The Fourth Wave (present day)

Since the fourth wave is more about the movement’s continuous expansion than it is about a transformation, some individuals believe that we are still in the third wave of feminism. However, many believe we’re in the midst of a new wave as a result of the MeToo movement and a revival of assaults on women’s rights. The movement has entered the digital era thanks to social media activism. It expands on the third wave’s focus on inclusivity and raises difficult issues of what exactly empowerment, equality, and freedom imply.

Intersectionality remains a concern for fourth-wave feminism. Critics of “white feminism,” which downplays the particular problems of women of colour, bring to light the suppression of non-white feminists and their views. The topic of trans rights is also a hot one. Trans women and other people who reject the gender binary have frequently found feminism to be an unwelcoming and hostile environment.
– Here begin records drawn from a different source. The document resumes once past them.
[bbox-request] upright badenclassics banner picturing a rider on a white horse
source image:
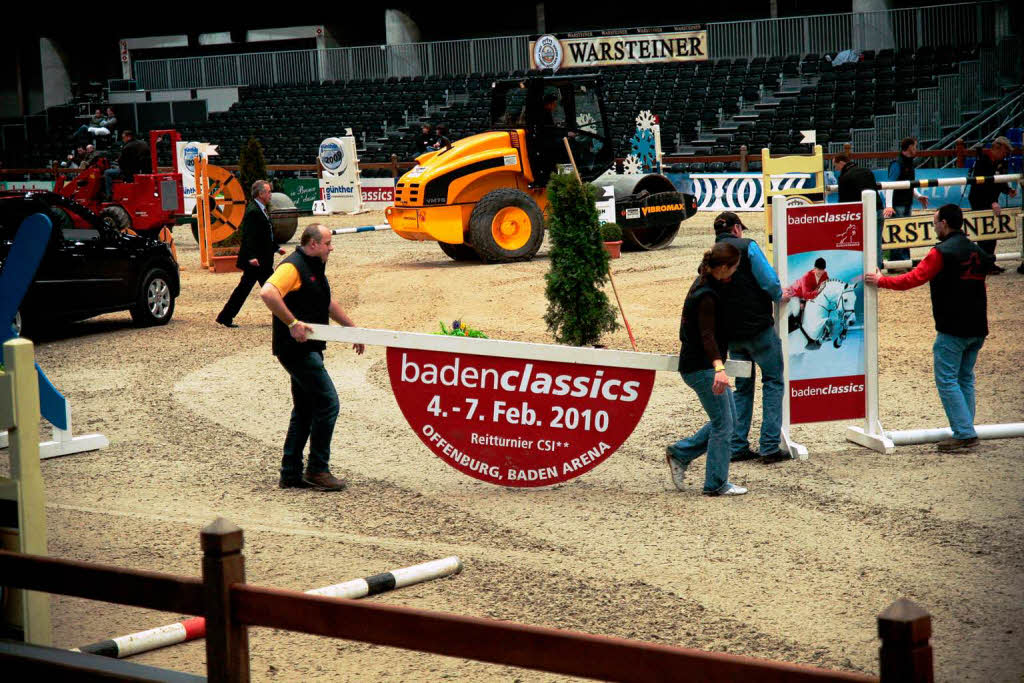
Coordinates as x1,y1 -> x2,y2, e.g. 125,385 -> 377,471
782,202 -> 864,424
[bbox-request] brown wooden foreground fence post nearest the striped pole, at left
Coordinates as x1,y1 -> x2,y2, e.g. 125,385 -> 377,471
200,517 -> 249,683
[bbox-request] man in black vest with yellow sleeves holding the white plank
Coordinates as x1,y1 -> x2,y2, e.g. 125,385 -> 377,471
260,223 -> 364,490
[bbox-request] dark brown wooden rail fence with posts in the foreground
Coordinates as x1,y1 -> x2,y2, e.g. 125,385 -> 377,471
0,518 -> 934,683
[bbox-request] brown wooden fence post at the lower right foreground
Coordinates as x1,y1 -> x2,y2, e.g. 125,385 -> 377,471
879,598 -> 935,683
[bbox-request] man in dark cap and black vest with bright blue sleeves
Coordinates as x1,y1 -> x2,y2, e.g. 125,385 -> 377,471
715,211 -> 790,464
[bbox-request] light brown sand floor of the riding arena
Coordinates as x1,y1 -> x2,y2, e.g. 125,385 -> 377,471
8,214 -> 1024,681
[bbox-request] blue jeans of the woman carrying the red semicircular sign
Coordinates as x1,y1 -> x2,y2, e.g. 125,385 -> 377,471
669,370 -> 736,493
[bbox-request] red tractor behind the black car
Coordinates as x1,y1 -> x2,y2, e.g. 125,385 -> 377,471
53,130 -> 184,239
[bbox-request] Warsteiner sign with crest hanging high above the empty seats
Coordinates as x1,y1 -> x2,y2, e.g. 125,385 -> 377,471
529,25 -> 708,70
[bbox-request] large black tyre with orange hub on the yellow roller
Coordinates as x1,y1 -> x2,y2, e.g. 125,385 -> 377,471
469,187 -> 544,263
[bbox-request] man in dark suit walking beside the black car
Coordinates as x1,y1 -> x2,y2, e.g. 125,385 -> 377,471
217,180 -> 285,328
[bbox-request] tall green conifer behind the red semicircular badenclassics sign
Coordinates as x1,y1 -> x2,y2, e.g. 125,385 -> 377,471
544,175 -> 618,346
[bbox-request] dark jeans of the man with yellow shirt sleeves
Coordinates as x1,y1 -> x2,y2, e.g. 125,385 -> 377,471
278,351 -> 338,480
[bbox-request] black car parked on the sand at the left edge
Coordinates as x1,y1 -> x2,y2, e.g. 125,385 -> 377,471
0,191 -> 180,327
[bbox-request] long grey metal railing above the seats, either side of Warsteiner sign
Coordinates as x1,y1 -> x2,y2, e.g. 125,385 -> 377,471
133,0 -> 1007,90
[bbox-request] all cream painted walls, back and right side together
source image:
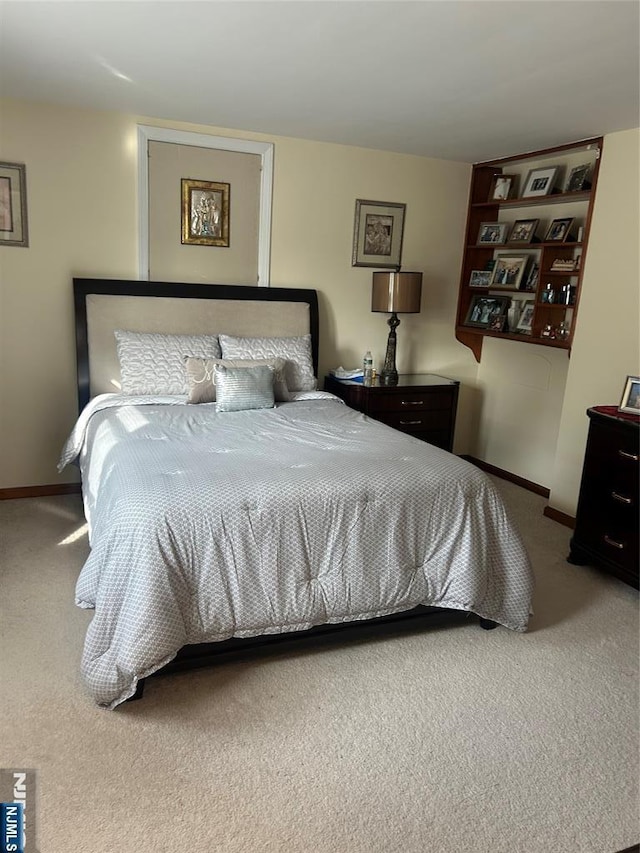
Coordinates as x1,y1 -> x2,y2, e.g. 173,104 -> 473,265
0,97 -> 639,514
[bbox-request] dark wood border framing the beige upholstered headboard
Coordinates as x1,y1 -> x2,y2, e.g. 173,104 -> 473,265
73,278 -> 318,410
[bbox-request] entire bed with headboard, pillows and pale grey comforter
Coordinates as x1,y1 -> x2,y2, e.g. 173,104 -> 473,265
59,279 -> 533,709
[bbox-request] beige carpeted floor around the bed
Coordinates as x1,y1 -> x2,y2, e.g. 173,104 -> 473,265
0,480 -> 640,853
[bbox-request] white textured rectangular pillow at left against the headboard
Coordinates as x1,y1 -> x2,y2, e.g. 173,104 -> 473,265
114,329 -> 220,394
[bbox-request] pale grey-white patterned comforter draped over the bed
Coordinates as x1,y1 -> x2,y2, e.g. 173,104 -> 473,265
60,395 -> 532,708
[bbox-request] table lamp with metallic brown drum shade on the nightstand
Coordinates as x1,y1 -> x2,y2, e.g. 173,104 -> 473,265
371,270 -> 422,385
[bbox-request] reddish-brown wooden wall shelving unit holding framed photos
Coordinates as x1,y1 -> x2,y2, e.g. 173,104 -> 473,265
456,137 -> 603,361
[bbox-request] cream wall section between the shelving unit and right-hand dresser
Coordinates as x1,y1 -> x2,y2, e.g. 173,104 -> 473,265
548,129 -> 640,515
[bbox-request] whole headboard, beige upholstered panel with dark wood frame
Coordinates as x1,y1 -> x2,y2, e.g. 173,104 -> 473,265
73,279 -> 318,408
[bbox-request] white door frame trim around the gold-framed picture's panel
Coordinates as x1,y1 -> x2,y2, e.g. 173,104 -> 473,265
138,124 -> 273,287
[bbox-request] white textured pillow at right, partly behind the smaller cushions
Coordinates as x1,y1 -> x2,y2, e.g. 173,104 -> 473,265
219,335 -> 318,391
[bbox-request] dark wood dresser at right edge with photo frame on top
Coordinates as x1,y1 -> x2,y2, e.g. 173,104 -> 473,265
567,406 -> 640,588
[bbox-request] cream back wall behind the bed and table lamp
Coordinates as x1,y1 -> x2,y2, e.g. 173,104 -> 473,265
0,101 -> 475,488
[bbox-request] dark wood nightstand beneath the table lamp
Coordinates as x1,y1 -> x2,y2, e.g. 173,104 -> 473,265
324,373 -> 460,451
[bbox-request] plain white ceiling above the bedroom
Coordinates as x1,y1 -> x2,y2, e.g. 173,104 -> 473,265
0,0 -> 640,162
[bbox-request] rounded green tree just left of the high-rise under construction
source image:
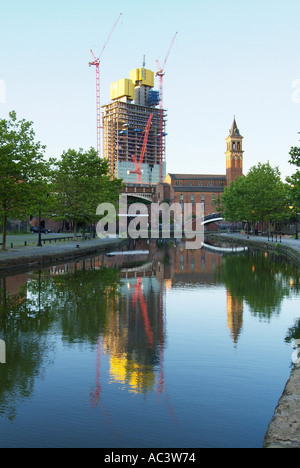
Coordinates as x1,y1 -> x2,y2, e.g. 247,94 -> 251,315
53,148 -> 122,238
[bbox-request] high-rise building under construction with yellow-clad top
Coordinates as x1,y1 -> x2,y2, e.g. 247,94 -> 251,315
103,68 -> 166,184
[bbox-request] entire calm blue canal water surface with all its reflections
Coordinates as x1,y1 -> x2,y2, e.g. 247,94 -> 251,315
0,239 -> 300,448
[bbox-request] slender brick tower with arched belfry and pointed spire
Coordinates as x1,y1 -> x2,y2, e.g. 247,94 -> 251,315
225,117 -> 244,187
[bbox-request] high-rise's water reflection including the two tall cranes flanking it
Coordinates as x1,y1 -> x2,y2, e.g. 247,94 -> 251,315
90,267 -> 177,422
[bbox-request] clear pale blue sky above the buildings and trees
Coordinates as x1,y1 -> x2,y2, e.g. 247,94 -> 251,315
0,0 -> 300,177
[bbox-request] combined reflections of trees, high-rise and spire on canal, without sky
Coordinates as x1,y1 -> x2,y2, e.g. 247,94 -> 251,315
0,242 -> 299,420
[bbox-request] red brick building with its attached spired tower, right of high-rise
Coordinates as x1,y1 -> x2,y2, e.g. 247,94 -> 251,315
156,118 -> 243,215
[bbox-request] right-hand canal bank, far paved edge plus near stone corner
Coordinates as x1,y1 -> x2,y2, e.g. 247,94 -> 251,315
209,234 -> 300,449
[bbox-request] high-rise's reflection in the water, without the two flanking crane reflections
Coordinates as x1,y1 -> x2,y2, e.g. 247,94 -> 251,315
103,271 -> 164,393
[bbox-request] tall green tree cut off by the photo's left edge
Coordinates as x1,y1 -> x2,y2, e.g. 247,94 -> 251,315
0,111 -> 49,250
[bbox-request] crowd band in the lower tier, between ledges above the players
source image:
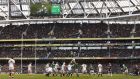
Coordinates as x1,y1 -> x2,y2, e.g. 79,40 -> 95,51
0,48 -> 140,58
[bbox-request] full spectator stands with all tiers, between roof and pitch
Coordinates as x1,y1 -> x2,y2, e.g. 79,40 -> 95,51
0,23 -> 140,73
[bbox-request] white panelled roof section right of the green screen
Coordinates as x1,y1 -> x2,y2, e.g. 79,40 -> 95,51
60,0 -> 140,18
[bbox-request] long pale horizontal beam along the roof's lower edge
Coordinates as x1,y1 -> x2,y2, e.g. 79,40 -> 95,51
0,14 -> 140,24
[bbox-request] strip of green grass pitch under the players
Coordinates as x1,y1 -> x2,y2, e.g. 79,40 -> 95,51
0,74 -> 140,79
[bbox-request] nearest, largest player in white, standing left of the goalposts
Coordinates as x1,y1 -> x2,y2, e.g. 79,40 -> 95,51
8,57 -> 15,79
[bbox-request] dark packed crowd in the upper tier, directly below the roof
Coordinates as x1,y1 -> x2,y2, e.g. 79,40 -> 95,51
0,23 -> 140,39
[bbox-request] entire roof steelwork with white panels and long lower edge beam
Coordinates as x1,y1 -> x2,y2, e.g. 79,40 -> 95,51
0,0 -> 140,23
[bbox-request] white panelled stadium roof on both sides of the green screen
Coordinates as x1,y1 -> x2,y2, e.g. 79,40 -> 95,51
0,0 -> 140,20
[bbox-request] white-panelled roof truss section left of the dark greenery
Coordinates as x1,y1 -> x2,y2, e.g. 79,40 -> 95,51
0,0 -> 30,20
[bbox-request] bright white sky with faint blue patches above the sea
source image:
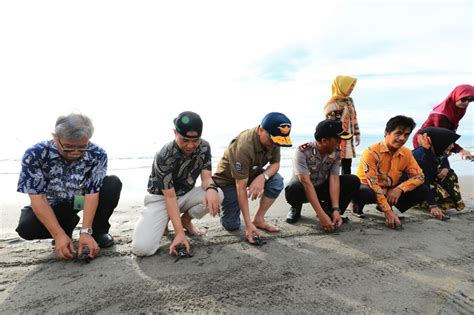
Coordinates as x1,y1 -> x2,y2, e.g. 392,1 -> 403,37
0,0 -> 474,158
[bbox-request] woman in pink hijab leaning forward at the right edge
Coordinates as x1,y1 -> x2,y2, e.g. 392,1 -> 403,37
413,84 -> 474,160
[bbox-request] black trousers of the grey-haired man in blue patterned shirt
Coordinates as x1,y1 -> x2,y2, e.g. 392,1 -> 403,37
16,175 -> 122,240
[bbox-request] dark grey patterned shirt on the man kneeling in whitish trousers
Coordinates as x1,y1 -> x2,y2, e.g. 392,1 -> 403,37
148,140 -> 212,196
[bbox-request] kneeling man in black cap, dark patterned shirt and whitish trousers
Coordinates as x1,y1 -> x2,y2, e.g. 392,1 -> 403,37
132,111 -> 223,256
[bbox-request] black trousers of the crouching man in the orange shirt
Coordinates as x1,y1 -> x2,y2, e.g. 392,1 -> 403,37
353,184 -> 430,212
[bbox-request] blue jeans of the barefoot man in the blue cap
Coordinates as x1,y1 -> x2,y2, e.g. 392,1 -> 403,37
220,173 -> 285,231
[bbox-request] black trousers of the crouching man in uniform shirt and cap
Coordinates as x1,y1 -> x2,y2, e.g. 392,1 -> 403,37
285,175 -> 360,216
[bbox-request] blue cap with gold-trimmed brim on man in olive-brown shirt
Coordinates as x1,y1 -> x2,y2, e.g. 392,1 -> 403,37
260,112 -> 291,147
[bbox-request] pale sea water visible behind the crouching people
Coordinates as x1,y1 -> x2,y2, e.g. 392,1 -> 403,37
0,134 -> 474,202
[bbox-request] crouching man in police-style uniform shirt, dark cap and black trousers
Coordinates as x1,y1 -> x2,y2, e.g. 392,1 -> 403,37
285,120 -> 360,232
Many members of the fourth wave of feminism are fighting this marginalisation. The fourth wave is complex, just like every wave that came before it (and every wave that comes after it). It involves a variety of movements that interact with one another and compliment one another. This strain cannot be avoided. Even if some forms of feminism might be detrimental, feminism is inclusive and more successful when a range of views are represented.


Radicals, progressives, liberals, and centrists have all played important roles in the history of feminism. It is chock-full of offshoot movements and defensive countermovements. That is a key component of what it is to be both an intellectual tradition and a social movement, and feminism is currently doing both with a beautiful and amazing vibrancy. Feminists should acknowledge the tremendous work that each wave has contributed to the movement and get ready to continue doing more work rather than gorging on their own.